Veröffentlicht am 25.05.2010

Ludwig K.:

"Ich (Rentner, 69) habe vor einigen Jahren einen Teil meiner Ersparnisse auf Anraten meines Anlageberaters bei der Raiffeisenbank in folgende Fonds bzw. Beteiligungen angelegt:

  • Nordcapital Immobilienfonds London 1 GmbH & Co. KG (10.000 Brit. Pfund)
  • Nordcapital, MS "E.R.Texas" Schifffahrtsgesellschaft mbH & Co. KG (10.000€)
  • Gamma Trans Leasing Verwaltungs GmbH, GAF Active Life Renditebeteiligung GmbH & Co. KG (20.000 US$)
  • MPC Sachwert Rendite-Fonds Opportunity Amerika GmbH & Co.KG (20.000 US$)

Mein Vertrauen zu dem oben genannten Berater ist inzwischen gleich Null. Waren diese Anlagen Fehlanlagen? Und muss ich mit sehr hohen Verlusten rechnen?"

Antwort: Nordcapital ist grundsätzlich ein solider Initiator, der bestimmt zu den Besseren seiner Zunft gehört. Auch der Fonds stellt sich solide dar, hat mit ACE einen potenten Mieter, der das Objekt über die komplette Fondslaufzeit von 15 Jahre gemietet hat. Die Liquiditätsreserve liegt über Plan und die Ausschüttungen kamen und kommen prospektgemäß

Das Containerschiff MS E.R. Texas, wurde bis dato auch gut gemanagt und nur aufgrund der Krise und deren perspektivischen Auswirkungen, wurde die 2009er Ausschüttung einbehalten. Für 2010 sind wieder 6% Ausschüttung geplant, obwohl in 2011 die erste Dockung ansteht (es ist genügend Liquidität vorhanden).

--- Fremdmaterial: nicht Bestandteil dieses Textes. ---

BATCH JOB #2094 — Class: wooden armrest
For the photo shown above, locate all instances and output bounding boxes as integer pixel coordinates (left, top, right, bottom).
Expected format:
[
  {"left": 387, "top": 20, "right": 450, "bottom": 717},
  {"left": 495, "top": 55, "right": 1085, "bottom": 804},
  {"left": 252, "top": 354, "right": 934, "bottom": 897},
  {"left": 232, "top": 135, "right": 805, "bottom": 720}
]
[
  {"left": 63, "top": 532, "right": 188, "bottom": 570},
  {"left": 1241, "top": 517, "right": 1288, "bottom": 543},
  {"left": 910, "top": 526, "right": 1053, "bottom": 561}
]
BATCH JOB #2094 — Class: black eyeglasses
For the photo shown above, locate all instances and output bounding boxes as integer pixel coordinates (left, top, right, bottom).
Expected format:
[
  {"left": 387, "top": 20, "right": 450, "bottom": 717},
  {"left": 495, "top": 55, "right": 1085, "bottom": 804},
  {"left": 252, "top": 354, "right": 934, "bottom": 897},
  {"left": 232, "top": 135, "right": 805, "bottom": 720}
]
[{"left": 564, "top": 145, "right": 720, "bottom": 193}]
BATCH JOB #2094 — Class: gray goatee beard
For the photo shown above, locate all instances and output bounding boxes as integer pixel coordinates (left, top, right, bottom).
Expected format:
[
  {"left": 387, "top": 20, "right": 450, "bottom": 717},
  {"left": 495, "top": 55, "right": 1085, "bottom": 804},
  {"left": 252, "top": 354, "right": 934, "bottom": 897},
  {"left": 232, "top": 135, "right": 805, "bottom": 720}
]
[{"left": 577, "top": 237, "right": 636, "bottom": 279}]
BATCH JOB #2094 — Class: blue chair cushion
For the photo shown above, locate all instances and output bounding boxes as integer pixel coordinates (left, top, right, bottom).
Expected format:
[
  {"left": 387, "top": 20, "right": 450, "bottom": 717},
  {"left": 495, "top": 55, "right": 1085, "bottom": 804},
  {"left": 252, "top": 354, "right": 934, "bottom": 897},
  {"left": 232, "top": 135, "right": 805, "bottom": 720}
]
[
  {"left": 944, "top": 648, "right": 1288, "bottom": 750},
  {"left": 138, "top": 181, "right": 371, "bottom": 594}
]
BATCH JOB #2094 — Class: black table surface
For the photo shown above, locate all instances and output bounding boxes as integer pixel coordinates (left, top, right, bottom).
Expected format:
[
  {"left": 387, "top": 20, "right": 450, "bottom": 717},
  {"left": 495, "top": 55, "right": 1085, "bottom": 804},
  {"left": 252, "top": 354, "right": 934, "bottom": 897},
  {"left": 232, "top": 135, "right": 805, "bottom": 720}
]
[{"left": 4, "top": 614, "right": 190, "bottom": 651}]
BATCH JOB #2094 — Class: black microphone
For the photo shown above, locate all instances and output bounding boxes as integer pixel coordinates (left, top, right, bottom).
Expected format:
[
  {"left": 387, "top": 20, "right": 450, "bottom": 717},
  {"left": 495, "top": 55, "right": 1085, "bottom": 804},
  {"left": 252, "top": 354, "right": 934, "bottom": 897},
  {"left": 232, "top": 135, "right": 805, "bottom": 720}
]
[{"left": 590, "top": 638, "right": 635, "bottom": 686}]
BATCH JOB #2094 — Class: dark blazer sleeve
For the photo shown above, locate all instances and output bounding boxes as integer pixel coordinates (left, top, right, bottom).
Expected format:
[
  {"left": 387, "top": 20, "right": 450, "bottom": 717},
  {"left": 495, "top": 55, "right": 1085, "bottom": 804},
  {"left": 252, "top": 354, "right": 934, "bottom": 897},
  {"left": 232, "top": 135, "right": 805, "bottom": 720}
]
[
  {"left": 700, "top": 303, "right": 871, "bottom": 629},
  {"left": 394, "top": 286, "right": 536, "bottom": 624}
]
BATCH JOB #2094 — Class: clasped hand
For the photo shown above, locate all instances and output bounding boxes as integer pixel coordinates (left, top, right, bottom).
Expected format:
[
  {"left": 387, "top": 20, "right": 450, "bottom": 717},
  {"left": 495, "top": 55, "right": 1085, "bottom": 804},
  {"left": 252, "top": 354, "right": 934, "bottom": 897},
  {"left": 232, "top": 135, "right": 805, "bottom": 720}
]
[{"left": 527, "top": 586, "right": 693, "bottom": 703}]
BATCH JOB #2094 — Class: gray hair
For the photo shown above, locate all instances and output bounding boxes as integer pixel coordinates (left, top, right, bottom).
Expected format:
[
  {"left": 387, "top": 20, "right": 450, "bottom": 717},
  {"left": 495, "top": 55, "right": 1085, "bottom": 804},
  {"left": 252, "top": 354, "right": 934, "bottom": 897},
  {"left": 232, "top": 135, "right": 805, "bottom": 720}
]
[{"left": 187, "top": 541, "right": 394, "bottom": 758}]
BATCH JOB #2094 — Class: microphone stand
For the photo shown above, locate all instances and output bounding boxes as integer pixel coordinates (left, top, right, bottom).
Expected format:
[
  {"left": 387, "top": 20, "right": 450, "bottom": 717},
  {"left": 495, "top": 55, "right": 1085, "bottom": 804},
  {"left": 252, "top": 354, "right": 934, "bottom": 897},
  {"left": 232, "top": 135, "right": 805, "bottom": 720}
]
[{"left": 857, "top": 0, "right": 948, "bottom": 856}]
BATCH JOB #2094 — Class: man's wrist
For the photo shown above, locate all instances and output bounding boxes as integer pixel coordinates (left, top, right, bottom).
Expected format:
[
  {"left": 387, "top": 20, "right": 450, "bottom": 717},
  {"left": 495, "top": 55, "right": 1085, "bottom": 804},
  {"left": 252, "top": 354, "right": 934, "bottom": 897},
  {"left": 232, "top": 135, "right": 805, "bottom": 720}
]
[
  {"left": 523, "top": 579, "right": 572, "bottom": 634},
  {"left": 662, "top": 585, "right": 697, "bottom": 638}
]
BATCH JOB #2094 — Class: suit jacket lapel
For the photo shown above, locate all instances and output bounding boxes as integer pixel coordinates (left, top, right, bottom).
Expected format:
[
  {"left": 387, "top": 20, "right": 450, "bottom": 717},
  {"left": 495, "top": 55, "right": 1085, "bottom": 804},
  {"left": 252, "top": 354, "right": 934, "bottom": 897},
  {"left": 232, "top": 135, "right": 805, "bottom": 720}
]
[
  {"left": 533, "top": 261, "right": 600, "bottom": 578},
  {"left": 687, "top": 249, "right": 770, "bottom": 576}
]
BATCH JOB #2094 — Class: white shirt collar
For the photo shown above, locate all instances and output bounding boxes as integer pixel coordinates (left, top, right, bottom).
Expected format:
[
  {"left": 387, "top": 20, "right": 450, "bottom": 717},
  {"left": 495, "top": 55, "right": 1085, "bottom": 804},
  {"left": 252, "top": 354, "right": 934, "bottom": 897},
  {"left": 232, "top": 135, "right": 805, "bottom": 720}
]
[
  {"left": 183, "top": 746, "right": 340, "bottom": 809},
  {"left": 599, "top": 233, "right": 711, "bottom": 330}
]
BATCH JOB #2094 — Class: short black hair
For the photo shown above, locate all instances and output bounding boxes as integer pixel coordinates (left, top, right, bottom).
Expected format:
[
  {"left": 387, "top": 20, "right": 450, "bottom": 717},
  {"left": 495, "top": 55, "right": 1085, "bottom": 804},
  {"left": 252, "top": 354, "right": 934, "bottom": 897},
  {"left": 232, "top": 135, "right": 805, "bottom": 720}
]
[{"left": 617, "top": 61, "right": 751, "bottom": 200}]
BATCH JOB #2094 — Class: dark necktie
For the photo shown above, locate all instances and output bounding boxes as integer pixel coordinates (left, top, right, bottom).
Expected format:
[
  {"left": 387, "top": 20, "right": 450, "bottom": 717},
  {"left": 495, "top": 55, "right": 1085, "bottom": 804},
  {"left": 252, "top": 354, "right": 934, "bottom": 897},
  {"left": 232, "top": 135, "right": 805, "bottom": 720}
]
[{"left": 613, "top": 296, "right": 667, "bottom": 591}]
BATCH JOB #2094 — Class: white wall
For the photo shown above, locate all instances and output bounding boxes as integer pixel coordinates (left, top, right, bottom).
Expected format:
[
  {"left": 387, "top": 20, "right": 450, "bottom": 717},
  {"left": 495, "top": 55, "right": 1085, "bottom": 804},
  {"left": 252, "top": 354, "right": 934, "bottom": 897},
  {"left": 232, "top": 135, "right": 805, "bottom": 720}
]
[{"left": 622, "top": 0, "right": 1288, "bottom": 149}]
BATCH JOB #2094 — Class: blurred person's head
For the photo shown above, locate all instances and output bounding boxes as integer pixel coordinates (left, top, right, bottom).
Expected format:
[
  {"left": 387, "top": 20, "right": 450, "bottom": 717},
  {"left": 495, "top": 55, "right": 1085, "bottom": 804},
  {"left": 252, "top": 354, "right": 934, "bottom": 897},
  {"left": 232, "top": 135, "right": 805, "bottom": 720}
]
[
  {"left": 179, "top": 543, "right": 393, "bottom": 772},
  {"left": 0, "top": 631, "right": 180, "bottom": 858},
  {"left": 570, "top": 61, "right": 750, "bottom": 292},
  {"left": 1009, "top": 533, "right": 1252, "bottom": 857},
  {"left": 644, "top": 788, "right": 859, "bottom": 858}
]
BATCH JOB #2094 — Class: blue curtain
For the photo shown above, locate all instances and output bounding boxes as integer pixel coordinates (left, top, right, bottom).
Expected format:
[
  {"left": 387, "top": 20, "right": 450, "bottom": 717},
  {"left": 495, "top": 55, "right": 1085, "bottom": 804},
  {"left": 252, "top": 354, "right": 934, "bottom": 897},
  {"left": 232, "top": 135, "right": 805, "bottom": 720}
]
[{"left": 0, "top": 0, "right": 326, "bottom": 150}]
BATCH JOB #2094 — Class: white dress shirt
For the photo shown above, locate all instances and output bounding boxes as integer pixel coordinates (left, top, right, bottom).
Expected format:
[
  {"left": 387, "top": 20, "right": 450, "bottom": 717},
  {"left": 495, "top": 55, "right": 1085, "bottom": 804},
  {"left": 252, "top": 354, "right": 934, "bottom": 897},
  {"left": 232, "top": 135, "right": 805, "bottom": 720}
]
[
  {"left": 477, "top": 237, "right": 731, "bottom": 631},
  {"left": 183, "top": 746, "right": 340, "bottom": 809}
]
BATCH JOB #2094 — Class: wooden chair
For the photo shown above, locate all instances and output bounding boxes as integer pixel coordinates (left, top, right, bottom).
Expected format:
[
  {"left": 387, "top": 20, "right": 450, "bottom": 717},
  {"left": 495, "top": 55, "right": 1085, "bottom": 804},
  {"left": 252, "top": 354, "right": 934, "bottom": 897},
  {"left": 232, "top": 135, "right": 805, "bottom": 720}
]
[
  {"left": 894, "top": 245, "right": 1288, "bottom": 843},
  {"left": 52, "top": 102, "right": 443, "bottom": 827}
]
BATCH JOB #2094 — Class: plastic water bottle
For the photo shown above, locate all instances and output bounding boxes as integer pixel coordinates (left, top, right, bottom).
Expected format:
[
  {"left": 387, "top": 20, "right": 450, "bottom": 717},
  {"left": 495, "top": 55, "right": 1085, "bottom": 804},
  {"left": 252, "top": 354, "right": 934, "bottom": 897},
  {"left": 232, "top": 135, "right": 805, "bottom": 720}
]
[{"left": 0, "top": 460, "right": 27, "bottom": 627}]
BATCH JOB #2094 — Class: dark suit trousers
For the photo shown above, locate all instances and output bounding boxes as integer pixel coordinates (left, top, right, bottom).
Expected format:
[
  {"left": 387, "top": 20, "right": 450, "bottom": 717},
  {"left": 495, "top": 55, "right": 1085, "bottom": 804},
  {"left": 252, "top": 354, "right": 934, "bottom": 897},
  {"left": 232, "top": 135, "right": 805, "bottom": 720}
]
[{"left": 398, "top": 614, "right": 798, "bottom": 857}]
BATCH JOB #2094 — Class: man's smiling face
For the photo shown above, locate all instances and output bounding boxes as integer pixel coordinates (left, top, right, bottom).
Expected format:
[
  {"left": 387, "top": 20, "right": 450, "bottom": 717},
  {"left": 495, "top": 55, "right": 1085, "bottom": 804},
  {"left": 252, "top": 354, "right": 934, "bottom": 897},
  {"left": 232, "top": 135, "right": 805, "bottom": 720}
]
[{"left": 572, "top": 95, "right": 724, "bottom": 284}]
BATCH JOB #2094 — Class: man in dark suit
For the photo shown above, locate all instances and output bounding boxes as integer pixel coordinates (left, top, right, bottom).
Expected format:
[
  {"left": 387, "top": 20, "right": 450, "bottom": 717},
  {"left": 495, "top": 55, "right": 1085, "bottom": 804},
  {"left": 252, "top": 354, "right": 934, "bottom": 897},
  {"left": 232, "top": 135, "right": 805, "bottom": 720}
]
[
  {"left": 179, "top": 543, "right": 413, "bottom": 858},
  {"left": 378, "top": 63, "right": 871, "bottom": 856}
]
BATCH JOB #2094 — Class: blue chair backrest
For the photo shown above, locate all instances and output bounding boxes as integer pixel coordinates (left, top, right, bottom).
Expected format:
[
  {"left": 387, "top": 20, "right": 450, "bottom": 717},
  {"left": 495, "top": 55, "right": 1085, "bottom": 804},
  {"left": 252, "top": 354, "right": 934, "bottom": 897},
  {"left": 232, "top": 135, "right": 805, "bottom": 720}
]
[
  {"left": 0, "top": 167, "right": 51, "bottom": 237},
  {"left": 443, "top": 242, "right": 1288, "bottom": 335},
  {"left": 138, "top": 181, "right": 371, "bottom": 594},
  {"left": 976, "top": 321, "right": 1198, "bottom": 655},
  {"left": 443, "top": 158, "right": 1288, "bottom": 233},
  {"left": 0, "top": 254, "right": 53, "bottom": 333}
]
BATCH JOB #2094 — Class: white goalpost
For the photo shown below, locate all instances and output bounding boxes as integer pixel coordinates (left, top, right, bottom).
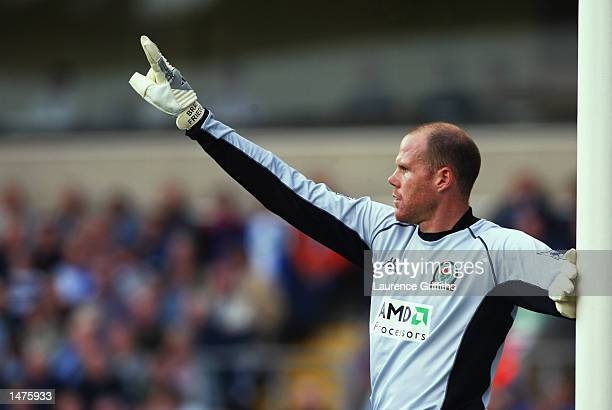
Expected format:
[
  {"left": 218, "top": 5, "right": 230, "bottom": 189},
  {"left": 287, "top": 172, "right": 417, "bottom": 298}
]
[{"left": 576, "top": 0, "right": 612, "bottom": 410}]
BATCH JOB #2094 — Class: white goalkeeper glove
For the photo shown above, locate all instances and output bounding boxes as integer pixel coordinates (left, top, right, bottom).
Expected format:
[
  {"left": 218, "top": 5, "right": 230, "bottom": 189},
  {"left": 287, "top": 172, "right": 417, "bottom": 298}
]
[
  {"left": 548, "top": 249, "right": 578, "bottom": 319},
  {"left": 130, "top": 36, "right": 206, "bottom": 130}
]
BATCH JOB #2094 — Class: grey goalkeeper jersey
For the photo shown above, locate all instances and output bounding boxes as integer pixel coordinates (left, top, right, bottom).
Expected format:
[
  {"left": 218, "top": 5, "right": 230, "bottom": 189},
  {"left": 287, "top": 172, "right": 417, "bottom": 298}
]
[{"left": 187, "top": 112, "right": 562, "bottom": 410}]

Bei dem GAF Active Life 1 handelt es sich um einen Fonds der in den Zweitmarkt von US-Risikolebensversicherungen investiert. Initiator ist die GENO Asset Finance GmbH, ein "Joint-Venture"- Unternehmen der GVA GENO-Vermögens-Anlage-GmbH, Frankfurt (GVA), einem Unternehmen der Genossenschaftszentralbanken (DZ BANK AG und WGZ-Bank eG) und der Citigroup. Nach einer Meldung vom 12. Februar 2010 ist die Fondsgesellschaft auch für das Geschäftsjahr 2009 nicht in der Lage, eine Ausschüttung zu zahlen. In dem Geschäftsjahr kamen nur 17 Policen mit einer Gesamtsumme von 15 Millionen zur Auszahlung. Dies reichte aber nur für die fälligen Prämien und Kosten der Fondsgesellschaft. Die Kreditlinie der Fondsgesellschaft wurde auf 15 Millionen US Dollar aufgestockt, damit die Prämien in 2010 bezahlt werden können.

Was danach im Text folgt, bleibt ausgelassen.